Pune: The eighth season of IPL has only three days gone . Bookies already started their work to do. A Rajasthan Royals player was approached with an offer of money for fixing, and he informed the BCCI’s Anti-Corruption & Security Unit (ACSU) about it last month. A leading newspaper of a country reported that the player was approached well before the IPL by one of his Ranji Trophy team-mates, who is not part of the ongoing T20 tournament.
BCCI secretary Anurag Thakur confirmed that the Mumbai-based player had informed the ACSU about the incident. “A player was approached and he immediately intimated BCCI anti-corruption unit. Glad that BCCI education policy [is] showing positive results,” Thakur tweeted. “Players are alert and they know what is to be done due to our regular education efforts.”
“It was an exploratory kind of approach, but he was shut up immediately [by the Mumbai player],” a BCCI official said. According to the official it is nothing new considering players have now become more vigilant in the aftermath of the 2013 corruption scandal. He also said the education and awareness measures put in place by BCCI’s anti-corruption unit had helped the players understand the modus operandi used by fixers.
“Rajasthan Royals commends the player for having reported this incident immediately and for his honesty and uprightness,” Royals CEO Raghu Iyer said in a statement. “His dedication to maintain the highest standards of integrity needs to be lauded.
“Rajasthan Royals in keeping with its zero tolerance approach immediately reported the incident further to the ACSU/BCCI for further process. Rajasthan Royals will continue to provide full support and assistance to the BCCI to ensure that the game of cricket is played in the right spirit. This incident does highlight that if players and other officials cooperate and disclose information or approaches immediately, the game can be kept clean and free from undesirable elements and activities.”
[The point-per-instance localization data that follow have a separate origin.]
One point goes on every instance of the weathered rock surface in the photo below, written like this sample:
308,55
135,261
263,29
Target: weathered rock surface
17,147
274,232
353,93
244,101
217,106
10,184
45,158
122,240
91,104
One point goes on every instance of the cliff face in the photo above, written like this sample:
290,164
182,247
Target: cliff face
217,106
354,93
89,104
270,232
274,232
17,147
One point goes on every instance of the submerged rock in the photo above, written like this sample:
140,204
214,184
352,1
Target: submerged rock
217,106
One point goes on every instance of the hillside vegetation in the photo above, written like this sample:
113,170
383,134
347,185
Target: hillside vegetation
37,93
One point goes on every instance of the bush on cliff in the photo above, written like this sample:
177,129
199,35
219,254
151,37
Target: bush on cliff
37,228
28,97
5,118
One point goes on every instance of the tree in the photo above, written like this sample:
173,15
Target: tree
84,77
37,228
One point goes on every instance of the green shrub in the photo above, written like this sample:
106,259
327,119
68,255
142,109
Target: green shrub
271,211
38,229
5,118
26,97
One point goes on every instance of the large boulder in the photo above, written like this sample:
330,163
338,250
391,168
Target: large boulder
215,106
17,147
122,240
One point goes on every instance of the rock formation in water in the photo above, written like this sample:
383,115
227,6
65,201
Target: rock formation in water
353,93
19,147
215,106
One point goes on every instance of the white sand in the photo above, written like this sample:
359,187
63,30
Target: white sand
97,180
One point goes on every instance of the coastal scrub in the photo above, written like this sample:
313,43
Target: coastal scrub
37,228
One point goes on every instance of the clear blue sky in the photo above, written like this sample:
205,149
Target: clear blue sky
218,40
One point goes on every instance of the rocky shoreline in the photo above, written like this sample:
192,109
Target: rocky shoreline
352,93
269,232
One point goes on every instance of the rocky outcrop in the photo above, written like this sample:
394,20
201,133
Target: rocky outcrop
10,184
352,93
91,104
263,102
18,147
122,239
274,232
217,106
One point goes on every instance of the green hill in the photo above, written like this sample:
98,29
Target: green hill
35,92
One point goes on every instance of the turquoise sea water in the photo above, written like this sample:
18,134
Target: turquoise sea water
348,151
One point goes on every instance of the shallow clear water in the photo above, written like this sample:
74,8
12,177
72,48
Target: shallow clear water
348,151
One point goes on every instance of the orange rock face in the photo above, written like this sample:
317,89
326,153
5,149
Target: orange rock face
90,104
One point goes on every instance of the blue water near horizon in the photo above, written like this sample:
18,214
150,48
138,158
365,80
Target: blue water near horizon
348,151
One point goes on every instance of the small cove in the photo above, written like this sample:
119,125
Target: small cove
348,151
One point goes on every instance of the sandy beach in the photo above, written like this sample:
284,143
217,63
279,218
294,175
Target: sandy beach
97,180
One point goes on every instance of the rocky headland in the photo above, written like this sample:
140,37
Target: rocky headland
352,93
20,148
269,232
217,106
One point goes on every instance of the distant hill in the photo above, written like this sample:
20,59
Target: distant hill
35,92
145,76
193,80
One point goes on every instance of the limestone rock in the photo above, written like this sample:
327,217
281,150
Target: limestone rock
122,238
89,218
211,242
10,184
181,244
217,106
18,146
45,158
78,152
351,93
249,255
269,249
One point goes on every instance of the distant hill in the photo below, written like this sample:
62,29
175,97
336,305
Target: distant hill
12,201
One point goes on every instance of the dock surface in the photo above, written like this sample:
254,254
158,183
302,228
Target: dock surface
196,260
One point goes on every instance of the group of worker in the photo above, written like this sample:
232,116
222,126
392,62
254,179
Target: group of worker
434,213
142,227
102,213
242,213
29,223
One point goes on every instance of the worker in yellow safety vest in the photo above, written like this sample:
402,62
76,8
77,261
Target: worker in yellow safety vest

Incidentally, Royals mentor Rahul Dravid had spoken days before this year’s tournament started about the fight against corruption and had asked for anti-corruption measures to be adopted at all international and domestic tournaments, including the IPL, to keep cricket corruption-free.
“We have to remember that the IPL is a two-month tournament. Nine-ten months of the year, people are not with the franchises. Sometimes they are with their state teams or international teams and that is a long time of the year,” Dravid had said. “Things like education and vigilance need to be followed not only by the IPL but by everyone else.
“The IPL is a high-profile tournament. It does attract a lot of attention, hype and media, because of that it does attract at times a lot of wrong elements as well. Vigilance is one thing that at all times we need to be vigilant about. Everyone is trying their best. They have the educational programmes, they have the ACSU. I know Rajasthan Royals, we go out of the way to make an effort, try and educate the players.”
It’s not the first time a fixing-related issue has come out of the Royals camp. Sreesanth, Ajit Chandila and Ankeet Chavan were arrested in the middle of the 2013 IPL season on allegations of spot-fixing. The trio was suspended by the BCCI and Royals within a few days, and Sreesanth and Chavan were later banned for life by the BCCI.
Royals play their first match of the season on Friday against Kings XI Punjab in Pune.